Kinshasa a retenu son souffle. Le temps d’une soirée, la capitale congolaise a plongé dans l’univers bouleversant de “Munganga, celui qui soigne”, un film vibrant d’émotion et de vérité, dédié au combat du Dr Denis Mukwege, prix Nobel de la paix, pour la dignité des femmes brisées par la guerre.

Organisée à l’initiative de Pona Congo, un réseau de passionnés du Congo, la projection de l’avant-première s’est tenue, dimanche 5 octobre, au Centre culturel et artistique pour les pays d’Afrique centrale (CCAPAC), devant un public ému et nombreux, composé de diplomates, d’artistes, de représentants du gouvernement, et du principal inspirateur du film, le docteur Mukwege lui-même.
Réalisé par Marie-Hélène Roux et produit par Cynthia Pinet et Angelina Jolie, “Munganga, celui qui soigne” s’inspire du livre “Panzi”, coécrit par Mukwege à partir de récits de survivantes. Le film s’ouvre sur une scène solennelle : Denis Mukwege, interprété par Isaac Bankole, prend la parole à l’ONU, dénonçant les atrocités commises à l’est du Congo, où les femmes deviennent les champs de bataille d’une guerre pour le contrôle des minerais.

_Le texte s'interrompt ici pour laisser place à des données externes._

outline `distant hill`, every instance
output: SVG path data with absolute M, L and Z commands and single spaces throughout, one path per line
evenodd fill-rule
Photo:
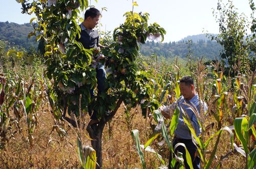
M 210 35 L 213 35 L 214 36 L 217 36 L 218 34 L 210 34 Z M 188 36 L 185 38 L 182 39 L 180 41 L 188 41 L 189 40 L 191 40 L 193 42 L 196 42 L 199 41 L 200 40 L 203 40 L 207 41 L 209 40 L 209 38 L 206 37 L 205 34 L 199 34 L 196 35 Z
M 0 22 L 0 40 L 14 43 L 26 49 L 31 46 L 37 47 L 35 37 L 28 38 L 28 35 L 34 29 L 29 23 L 19 24 L 8 21 Z
M 198 37 L 194 35 L 191 37 L 192 39 L 186 37 L 178 42 L 169 43 L 147 41 L 145 44 L 140 45 L 140 51 L 142 54 L 145 55 L 155 53 L 165 58 L 177 57 L 185 58 L 189 52 L 188 40 L 192 39 L 190 48 L 193 57 L 200 58 L 204 56 L 208 60 L 215 60 L 216 58 L 219 59 L 220 50 L 222 49 L 222 47 L 216 41 L 205 38 L 201 39 L 200 39 L 200 37 L 202 37 L 201 35 L 199 35 Z M 197 39 L 198 40 L 196 41 Z
M 19 24 L 8 21 L 0 22 L 0 40 L 14 43 L 26 49 L 31 46 L 37 48 L 38 43 L 35 41 L 35 37 L 28 38 L 28 35 L 33 30 L 29 23 Z M 221 46 L 215 41 L 209 40 L 204 34 L 189 36 L 178 42 L 156 43 L 147 41 L 145 44 L 140 45 L 140 51 L 145 55 L 155 53 L 165 58 L 185 58 L 188 53 L 187 42 L 189 40 L 192 40 L 190 49 L 193 57 L 201 58 L 204 55 L 210 60 L 219 58 Z

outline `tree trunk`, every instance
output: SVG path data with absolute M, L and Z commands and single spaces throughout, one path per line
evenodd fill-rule
M 93 148 L 96 152 L 97 155 L 97 163 L 99 166 L 96 165 L 96 168 L 102 168 L 102 147 L 101 147 L 101 138 L 102 137 L 103 130 L 105 127 L 106 123 L 100 121 L 98 126 L 95 126 L 91 127 L 92 130 L 89 131 L 90 136 L 91 138 L 93 139 L 91 141 Z M 91 131 L 93 132 L 92 133 Z M 88 127 L 87 128 L 88 131 Z
M 104 116 L 98 124 L 88 125 L 86 130 L 90 136 L 93 139 L 91 141 L 93 148 L 96 151 L 97 156 L 97 163 L 99 166 L 96 165 L 96 168 L 102 168 L 102 153 L 101 147 L 101 138 L 102 137 L 103 130 L 106 123 L 111 120 L 119 108 L 122 99 L 119 99 L 117 102 L 116 108 L 111 112 L 110 116 Z

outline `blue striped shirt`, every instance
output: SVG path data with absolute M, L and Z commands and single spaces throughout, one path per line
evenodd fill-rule
M 184 99 L 183 96 L 181 96 L 178 100 L 177 104 L 180 110 L 181 110 L 181 106 L 182 106 L 182 108 L 184 110 L 188 115 L 188 117 L 192 122 L 192 124 L 197 136 L 199 136 L 201 134 L 202 129 L 201 128 L 198 122 L 197 116 L 194 113 L 193 109 L 197 110 L 199 115 L 200 115 L 200 103 L 202 104 L 202 105 L 203 105 L 202 107 L 204 108 L 205 111 L 204 112 L 205 112 L 208 109 L 207 106 L 205 102 L 203 102 L 202 101 L 199 101 L 199 97 L 198 97 L 198 95 L 197 94 L 188 101 L 185 100 Z M 186 103 L 188 105 L 185 104 Z M 173 105 L 175 106 L 177 106 L 177 104 L 175 103 Z M 176 107 L 174 107 L 174 108 L 175 108 Z M 176 136 L 179 138 L 191 139 L 190 130 L 184 122 L 183 118 L 182 117 L 181 114 L 182 112 L 181 110 L 179 117 L 179 123 L 176 130 L 174 132 Z

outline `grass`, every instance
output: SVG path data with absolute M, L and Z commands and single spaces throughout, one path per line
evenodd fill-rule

De là, tout s’enchaîne : les viols, les cris, les fuites, les silences… Le réalisateur ne cache rien. Les images, dures mais nécessaires, ramènent le spectateur au cœur du chaos du Sud-Kivu, là où la barbarie côtoie l’espoir — celui incarné par Panzi, cet hôpital devenu symbole de résilience. Aux côtés de Mukwege, deux chirurgiens belges viennent prêter main forte à une cause qui dépasse la médecine : réparer l’humanité.
Dans l’obscurité du CCAPAC, le silence a souvent été rompu par des sanglots étouffés ou des cris d’horreur. Certains spectateurs ont détourné le regard, incapables de supporter la brutalité de certaines scènes. D’autres, au contraire, ont serré les poings comme pour dire : plus jamais ça. Le film n’est pas une simple œuvre artistique. Il agit comme un électrochoc. Une secousse morale. Une invitation à ne plus détourner les yeux.

Pour le Dr Mukwege : “Le monde refuse encore de regarder en face ce qui se passe au Congo”. Lors du panel organisé après la projection, Denis Mukwege a pris la parole, fidèle à sa douceur et à sa force mêlées. « Le viol est utilisé comme une arme de guerre dans cette région. Il est méthodique, planifié. Le pire, c’est qu’il se commet souvent en public, devant les enfants, devant les maris, devant la communauté. Cela détruit non seulement les victimes, mais toute une société », a-t-il déclaré avec émotion.
Le médecin a dénoncé l’indifférence de la communauté internationale, malgré des années de plaidoyer, de rapports et de documentaires : « On avait toujours l’impression que le monde ne voulait pas regarder en face ce qui se passe en République démocratique du Congo. » Il a plaidé pour la reconnaissance du viol de masse comme arme de guerre dans le droit pénal international.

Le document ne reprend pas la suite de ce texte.